L’histoire d’une fan
Le sous-titre du premier volume, « Bien sûr, monsieur Proust », montre la complexité du projet de Chloé Cruchaudet. Plutôt qu’une biographie de l’écrivain, elle dessine le portrait de Céleste Albaret, gouvernante puis secrétaire de Marcel Proust jusqu’à sa mort. Son rôle était assurer sa tranquillité pour qu’il puisse se consacrer à son œuvre. Cette femme a vécu dans l’ombre de l’écrivain français le plus reconnu dans le monde mais ne semble avoir laissé aucune trace dans l’histoire. Ce pas de côté dans l’Histoire est une spécialité de la scénariste, dessinatrice et coloriste Chloé Cruchaudet. Loin d’écrire de vastes fresques sur la grande histoire, Cruchaudet dresse des portraits intimes mais complexes qui sont tout aussi révélateurs de l’époque qu’un récit de bataille. Elle s’était intéressée à la croisade des enfants au Moyen-Âge et à un déserteur travesti dans Mauvais genre pendant la Première Guerre mondiale.

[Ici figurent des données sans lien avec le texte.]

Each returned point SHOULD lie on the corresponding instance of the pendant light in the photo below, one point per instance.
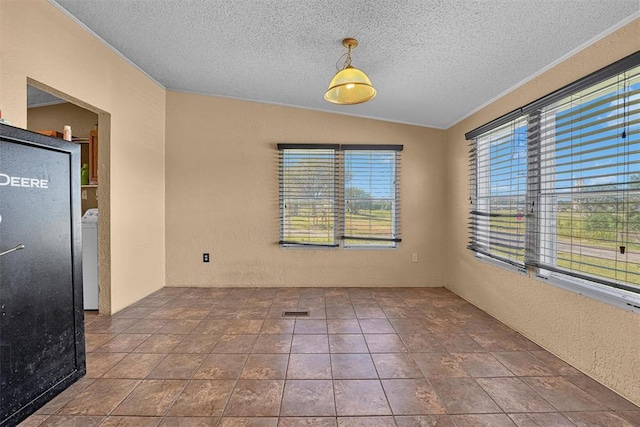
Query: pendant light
(349, 85)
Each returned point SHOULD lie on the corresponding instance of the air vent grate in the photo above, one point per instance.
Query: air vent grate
(304, 313)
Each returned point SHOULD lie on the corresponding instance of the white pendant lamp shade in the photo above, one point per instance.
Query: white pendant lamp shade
(350, 85)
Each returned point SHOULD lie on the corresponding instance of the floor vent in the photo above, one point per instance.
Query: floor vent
(295, 313)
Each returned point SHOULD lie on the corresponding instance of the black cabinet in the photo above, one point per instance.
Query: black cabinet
(41, 311)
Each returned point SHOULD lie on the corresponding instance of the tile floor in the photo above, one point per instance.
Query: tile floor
(364, 357)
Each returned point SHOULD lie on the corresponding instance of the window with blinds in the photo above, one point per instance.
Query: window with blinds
(332, 193)
(555, 185)
(309, 194)
(371, 208)
(498, 174)
(589, 207)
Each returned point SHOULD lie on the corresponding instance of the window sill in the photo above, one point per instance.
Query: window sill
(617, 297)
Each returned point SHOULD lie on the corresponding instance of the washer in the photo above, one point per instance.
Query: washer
(90, 259)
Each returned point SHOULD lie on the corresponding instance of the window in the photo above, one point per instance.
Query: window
(332, 193)
(555, 185)
(498, 185)
(308, 194)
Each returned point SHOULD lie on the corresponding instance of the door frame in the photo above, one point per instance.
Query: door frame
(104, 192)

Elle retrouve la même période mais passe des classes populaires à l’élite.

Celeste1 Céleste, la femme derrière Marcel Proust

Céleste n’est donc pas une biographie traditionnelle mais on en apprend beaucoup sur Proust. Il vit dans le souvenirs de ses amis les plus anciens. Des passages de La Recherche émerge du livre lors des séances de travail de l’écrivain. Nouvellement engagée, c’est Céleste qui livre les premiers exemplaire du premier tome de La Recherche du temps perdu. Proust est un maître exclusif et Céleste lui sert de modèles pour faire émerger ces souvenirs. Ce livre est également un voyage dans le temps. Même s’il se concentre sur la très riche bourgeoisie, on découvre les intérieurs cossus et les changements techniques : les premières automobiles, les débuts des enregistrements sonores… La guerre est aussi présente. Proust est certes épargné mais son hôtel normand est réquisitionné.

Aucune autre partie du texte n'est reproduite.